Along with his band, Roberts enlists the help of percussionist Ben Massarella (Califone), Elizabeth Powell (Land of Talk) and Stuart Bogie (Antibalas). Califone’s producer Brian Deck is on the wheels and switches, too, and that thickens up the sound while giving it a decidedly simple air.
Lead Canadian single “I Feel You” is a straightforward chunk of acoustic guitar-driven rock. Perhaps a nod to Roberts’ satisfyingly lean music on past records, the number sways like a cool breeze but offers little by way of signs to what’s to come.
It’s the sleek, dangerous groove of “The Last Crusade,” the album’s opening track, that pops things off well. The horns sweep in over an addictive hook and Roberts’ crew sells us on the newer direction with a gleeful hop. It’s good, clean fun.
For a rocker to stand by his band so much is admirable. Despite being the key name in neon, Roberts is an almost bashful hero who doesn’t appear to desire too much of the spotlight. His vocals blend into the larger mix and rarely pop out on their own. He’s unfussy without being aloof, lacking the oft-gaudy showiness of other frontmen.
Indeed, Roberts’ belief in the greater good shines on tracks like “The Band vs. The World,” a slow, plodding work of jamming guitars that sinks its feet into the mud. Roberts, Dave Nugent and Eric Fares hammer through the thick arrangement, while drummer Josh Trager and bassist James Hall ground it in the fundamentals of rhythm.

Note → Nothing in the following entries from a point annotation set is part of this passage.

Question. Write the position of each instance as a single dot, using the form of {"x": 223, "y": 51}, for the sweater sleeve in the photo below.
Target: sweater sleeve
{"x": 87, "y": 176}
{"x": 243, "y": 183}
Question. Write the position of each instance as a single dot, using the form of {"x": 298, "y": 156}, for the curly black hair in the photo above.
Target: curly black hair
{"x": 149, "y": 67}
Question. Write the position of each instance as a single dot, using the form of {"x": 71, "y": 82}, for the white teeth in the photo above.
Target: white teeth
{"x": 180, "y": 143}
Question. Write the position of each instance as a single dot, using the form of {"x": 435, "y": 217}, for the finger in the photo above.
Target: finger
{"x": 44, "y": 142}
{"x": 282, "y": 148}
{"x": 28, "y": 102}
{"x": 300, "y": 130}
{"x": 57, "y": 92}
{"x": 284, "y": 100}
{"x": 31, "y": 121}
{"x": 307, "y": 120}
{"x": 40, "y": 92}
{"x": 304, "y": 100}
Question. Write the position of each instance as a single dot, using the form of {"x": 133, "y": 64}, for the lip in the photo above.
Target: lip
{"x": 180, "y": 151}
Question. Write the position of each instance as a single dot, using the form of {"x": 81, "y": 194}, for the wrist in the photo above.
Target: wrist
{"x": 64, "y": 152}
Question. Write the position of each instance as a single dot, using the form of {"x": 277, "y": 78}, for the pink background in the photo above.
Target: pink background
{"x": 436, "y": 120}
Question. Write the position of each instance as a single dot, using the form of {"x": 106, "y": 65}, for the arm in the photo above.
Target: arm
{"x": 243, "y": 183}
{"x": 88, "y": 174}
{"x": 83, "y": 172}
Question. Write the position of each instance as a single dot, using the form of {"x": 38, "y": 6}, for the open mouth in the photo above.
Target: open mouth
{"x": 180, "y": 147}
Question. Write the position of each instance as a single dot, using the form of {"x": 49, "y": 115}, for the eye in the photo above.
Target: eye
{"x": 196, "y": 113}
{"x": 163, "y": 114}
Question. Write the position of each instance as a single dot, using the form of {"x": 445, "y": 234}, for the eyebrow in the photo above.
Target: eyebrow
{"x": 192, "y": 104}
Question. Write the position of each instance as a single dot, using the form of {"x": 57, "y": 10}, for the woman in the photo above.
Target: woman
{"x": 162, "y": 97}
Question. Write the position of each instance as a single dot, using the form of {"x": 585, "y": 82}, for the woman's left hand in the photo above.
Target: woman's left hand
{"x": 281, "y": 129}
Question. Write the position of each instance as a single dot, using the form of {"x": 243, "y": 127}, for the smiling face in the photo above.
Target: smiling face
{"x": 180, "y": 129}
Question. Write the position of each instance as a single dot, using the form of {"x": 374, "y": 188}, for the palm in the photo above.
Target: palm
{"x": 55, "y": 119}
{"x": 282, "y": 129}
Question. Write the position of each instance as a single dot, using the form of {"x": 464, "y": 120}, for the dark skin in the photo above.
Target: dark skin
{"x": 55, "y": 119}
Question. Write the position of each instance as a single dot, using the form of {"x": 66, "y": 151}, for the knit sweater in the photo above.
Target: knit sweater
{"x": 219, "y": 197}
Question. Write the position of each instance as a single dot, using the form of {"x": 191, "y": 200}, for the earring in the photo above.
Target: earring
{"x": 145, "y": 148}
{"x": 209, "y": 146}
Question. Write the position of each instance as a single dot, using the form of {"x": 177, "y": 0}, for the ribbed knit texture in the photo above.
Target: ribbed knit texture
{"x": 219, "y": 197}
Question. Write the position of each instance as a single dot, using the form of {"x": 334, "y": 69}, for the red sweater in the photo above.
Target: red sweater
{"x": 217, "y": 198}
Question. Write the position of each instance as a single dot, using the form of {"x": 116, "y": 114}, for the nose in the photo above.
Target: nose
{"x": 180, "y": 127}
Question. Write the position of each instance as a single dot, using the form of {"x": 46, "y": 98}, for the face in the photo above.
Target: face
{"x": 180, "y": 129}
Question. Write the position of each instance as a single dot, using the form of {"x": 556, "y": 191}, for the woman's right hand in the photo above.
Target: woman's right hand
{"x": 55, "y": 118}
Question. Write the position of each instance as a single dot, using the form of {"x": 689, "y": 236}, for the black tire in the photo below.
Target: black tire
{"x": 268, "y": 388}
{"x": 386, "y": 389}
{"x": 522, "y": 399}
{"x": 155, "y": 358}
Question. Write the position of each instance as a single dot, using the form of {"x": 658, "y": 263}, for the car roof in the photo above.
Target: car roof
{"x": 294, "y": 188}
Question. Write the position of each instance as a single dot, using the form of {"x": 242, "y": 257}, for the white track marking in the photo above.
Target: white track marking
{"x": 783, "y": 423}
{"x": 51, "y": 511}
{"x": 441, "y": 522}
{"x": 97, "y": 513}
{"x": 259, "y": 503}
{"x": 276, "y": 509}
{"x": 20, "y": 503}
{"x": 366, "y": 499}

It’s this tendency of the band members to melt into one hip, funky unit that keeps Collider going strong.
Even with the addition of some guests and fancy production tricks, Roberts’ core is still hard at work. The songs matter and the way the band gathers around the arrangements for that sort of late-night-jam feel matters too. It’s a refreshing vibe, one that looks fondly at the new opportunities without neglecting the foundation that brought things forward in the first place.